Loys Capital Kolumne vom 22.07.2025
Die Börsenkorrektur war nur von kurzer Dauer. Schreckensmeldungen über Ausfuhrverbote von Halbleitern und Einfuhrzölle auf zugelieferte Waren aus dem Ausland vermochten den amerikanischen High-Tech-Boom nur kurz auf ein Abstellgleis zu manövrieren. Nach zwischenzeitlich deutlichen Kursrücksetzern haben die Börsenlieblinge der letzten Jahre zu einem neuen Marsch auf Höchststände angesetzt.
Tatsächlich hat der Nasdaq-Index, in welchem viele der KI-Aktien versammelt sind, neue Höchststände erreicht. Dabei wurde das Börsenbarometer vor allem von seinem größten Zugpferd angeführt. Der Chip-Designer und -Hersteller Nvidia führt nach einem Kursanstieg von ca. 70 % in den letzten drei Monaten die Gilde der KI-Aktien an. Demgegenüber wirkt der Altchampion Microsoft mit einem Sprung um 40 % fast träge. Deutlich gemächlicher ging es bei Apple zu. In Cupertino hat man den KI-Zug verpasst und muss nun teuer zukaufen, was man nicht selber entwickeln konnte. Anders sieht es bei Meta Platforms aus. Dort investiert man mit vollen Händen in die Künstliche Intelligenz, nachdem das Thema ´Virtuelle Realität´ bislang nicht das erhoffte Eldorado geworden ist.

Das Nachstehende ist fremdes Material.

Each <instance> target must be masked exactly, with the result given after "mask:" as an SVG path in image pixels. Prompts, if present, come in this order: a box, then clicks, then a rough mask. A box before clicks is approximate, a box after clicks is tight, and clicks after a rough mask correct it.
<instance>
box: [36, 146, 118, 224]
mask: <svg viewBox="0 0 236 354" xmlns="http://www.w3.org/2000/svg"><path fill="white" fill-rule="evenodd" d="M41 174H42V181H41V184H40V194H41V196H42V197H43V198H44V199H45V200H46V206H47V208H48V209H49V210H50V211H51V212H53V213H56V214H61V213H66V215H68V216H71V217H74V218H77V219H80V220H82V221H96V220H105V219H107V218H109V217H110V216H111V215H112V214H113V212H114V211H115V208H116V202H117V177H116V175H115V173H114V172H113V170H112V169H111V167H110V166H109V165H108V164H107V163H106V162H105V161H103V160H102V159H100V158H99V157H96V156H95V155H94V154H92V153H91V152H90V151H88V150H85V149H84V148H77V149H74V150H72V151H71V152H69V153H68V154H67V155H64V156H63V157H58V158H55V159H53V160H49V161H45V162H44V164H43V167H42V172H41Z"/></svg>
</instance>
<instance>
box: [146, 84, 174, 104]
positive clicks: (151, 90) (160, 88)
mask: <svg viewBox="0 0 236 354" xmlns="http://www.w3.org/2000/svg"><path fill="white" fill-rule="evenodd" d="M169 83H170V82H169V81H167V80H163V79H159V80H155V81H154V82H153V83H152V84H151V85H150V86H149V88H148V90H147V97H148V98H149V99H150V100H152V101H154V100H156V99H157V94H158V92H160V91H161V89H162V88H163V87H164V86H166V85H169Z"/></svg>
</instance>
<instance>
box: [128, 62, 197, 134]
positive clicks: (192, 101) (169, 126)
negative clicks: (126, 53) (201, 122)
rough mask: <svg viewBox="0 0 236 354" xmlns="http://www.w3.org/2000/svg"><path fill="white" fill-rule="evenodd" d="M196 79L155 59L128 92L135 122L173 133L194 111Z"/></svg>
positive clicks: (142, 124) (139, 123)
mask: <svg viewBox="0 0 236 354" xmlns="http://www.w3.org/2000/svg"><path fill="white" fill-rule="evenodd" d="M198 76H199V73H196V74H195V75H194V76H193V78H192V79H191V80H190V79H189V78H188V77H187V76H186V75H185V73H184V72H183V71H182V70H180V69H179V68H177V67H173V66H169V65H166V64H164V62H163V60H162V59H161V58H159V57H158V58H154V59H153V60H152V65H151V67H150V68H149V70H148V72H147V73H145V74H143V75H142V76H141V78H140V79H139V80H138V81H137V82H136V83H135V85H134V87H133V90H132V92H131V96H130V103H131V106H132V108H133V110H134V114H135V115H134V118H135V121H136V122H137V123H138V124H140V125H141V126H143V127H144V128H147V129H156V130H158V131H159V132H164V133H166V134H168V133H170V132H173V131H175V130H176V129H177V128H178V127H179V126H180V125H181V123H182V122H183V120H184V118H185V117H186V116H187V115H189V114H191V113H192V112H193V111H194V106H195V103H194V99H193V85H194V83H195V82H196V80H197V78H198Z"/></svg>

Hoch spannend ist der Versuch von Elon Musk, Tesla als KI-Unternehmen zu positionieren, nachdem das Autogeschäft in den Rückwärtsgang schalten musste. Aber das Vertrauen in Elon Musk ist an den Börsen riesig und daher mag es nicht verwundern, dass der Börsenwert von Tesla trotz eines Kursrückgangs um ca. 20 % seit Jahresbeginn nach wie vor höher als der Börsenwert aller anderen Automobilhersteller zusammen ist. Derweil ist man an der Börse besorgt hinsichtlich der annähernden Monopolstellung von Google beim Thema Internetrecherche und Werbung. Die Bedenken betreffen vor allem die alternativen Suchanfragen über KI-Modelle wie etwa ChatGPT. Entsprechend zurückhaltend notierten die Alphabet-Aktien in den ersten sechseinhalb Monaten des Jahres.
Sportlich ging es auch bei den Halbleiterherstellern zu. Ungeachtet der zwischenzeitlichen Korrektur liegen Texas Instruments, Advanced Micro Devices, Arm Holdings und Micron Technology etc. seit dem 1.1. deutlich im Plus. Freilich verblassen die Kurszuwächse im Vergleich mit SK hynix, dem südkoreanischen Speicherchip-Giganten. Derber erging es indessen dem Wettbewerber Samsung Electronics, nachdem die Gewinne nach unten korrigiert werden mussten. Ähnliches muss man auch über den niederländischen Lithografie-Champion ASML sagen, wo angesichts der im Raum stehenden Zolldrohungen kaum Kursavancen verzeichnet wurden.
Wie man sich vorstellen kann, ging es in der zweiten Reihe der Technologiefirmen noch wesentlich turbulenter zu. Die wildesten Sprünge gab es bei Palantir, AppLovin und Quantum Computing, wo die Börsenuhr jeweils Kursgewinne von mehreren hundert Prozent verzeichnete.
Wie die benannten Beispiele zeigen, ist die Kursphantasie mittlerweile in vollem Umfang in die dazu passenden Aktien zurückgekehrt. Die üppigen Bewertungen legen davon ebenfalls Zeugnis ab. Palantir wird z. B. mit einem Kurs-Umsatz-Multiplikator weit oberhalb von 100 gehandelt; bei Nvidia liegt der Wert bei ca. 30. Derweil weist die größte deutsche Softwareaktie SAP eine Kurs-Umsatz-Multiplikator von ca. 9 auf. Die am höchsten gewichtete Aktie in meinem eigenen Fonds – Técnicas Reunidas aus Spanien – weist einen Vergleichswert von 0,3 auf, bei allerdings drastisch niedrigeren Margen. Gleichwohl ist der Titel seit Jahresanfang um stramme 90 % angesprungen. Es mag also für viele Anleger tröstlich sein, dass robuste Kurssteigerungen keineswegs ausschließlich im KI-Sektor zu finden sind.